Morphologically, N. brasilisidiata can be confused with N. amerisidiata, but it consistently develops slimmer isidia (0.04–0.08 μm wide versus 0.07–0.11 μm). The new material was formerly labelled "P. isidiata B" in phylogenetic studies of the "tropical Protoparmelia clade", and coalescent-based species delimitation supported its recognition as an independent species.

==Description==

The lichen forms a thin (to about 0.05 μm), shiny crust (thallus) that is pale olive-green to olive-gray and more or less continuous; any brown at the margin is usually a narrow line. Across this surface lie countless isidia—minute, finger-like outgrowths containing both partners of the lichen symbiosis. They start sparsely scattered but soon blanket much of the thallus; each cylinder remains 0.04–0.08 μm wide along its length, can reach 1.5 μm tall, and often branches irregularly so that the surface looks slightly warty. Isidial tips age to a dull brown, a cue that helps distinguish the species in the field.
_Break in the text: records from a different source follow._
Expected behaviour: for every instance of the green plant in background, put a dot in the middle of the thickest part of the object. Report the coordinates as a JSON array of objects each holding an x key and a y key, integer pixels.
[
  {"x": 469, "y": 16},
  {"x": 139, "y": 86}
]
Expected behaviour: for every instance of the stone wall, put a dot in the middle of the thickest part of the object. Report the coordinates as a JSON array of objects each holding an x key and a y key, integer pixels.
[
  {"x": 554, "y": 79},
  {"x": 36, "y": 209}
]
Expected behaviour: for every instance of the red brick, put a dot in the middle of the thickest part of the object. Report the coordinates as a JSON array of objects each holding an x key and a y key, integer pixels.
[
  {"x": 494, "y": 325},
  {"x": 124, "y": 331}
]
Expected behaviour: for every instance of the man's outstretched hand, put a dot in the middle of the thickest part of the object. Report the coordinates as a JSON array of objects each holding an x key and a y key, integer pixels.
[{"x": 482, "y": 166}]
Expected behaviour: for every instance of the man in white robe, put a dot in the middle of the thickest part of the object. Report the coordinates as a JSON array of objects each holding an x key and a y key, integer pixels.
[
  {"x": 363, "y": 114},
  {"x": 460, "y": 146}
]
Mature fruiting bodies (apothecia) are not always present, but when developed they sit directly on the thallus and measure 0.6–1.3 μm across. The disc is flat and dark brown, edged by a dull, thallus-colored rim that scarcely rises above it. Internally the hymenium reaches about 80 μm high; asci are eight-spored and the clear, ellipsoid ascospores measure 9–11 × 2–3 μm. No asexual pycnidia have been reported. Chemical spot tests yield UV+ (greenish-white) fluorescence and a KC+ (pink) reaction in the medulla, indicating alectoronic acid as the dominant secondary metabolite, with minor amounts of dehydro- and β-alectoronic acids.

==Habitat and distribution==

Neoprotoparmelia brasilisidiata is strictly corticolous, favoring exposed bark in warm, open to semi-shaded settings such as park trees, savanna woodlands (Cerrado) and Atlantic rain-forest remnants. Field observations suggest it tolerates periodic drying yet benefits from intermittent humidity, conditions typical of lightly canopied trunks in the lowland tropics.

The species has a broad Neotropical range. It is widespread in Brazil—from Sergipe south through Mato Grosso, Rio de Janeiro and São Paulo to Rio Grande do Sul—and has been confirmed in Maranhão, Tocantins and Minas Gerais. Outside Brazil it is recorded from Costa Rica and El Salvador.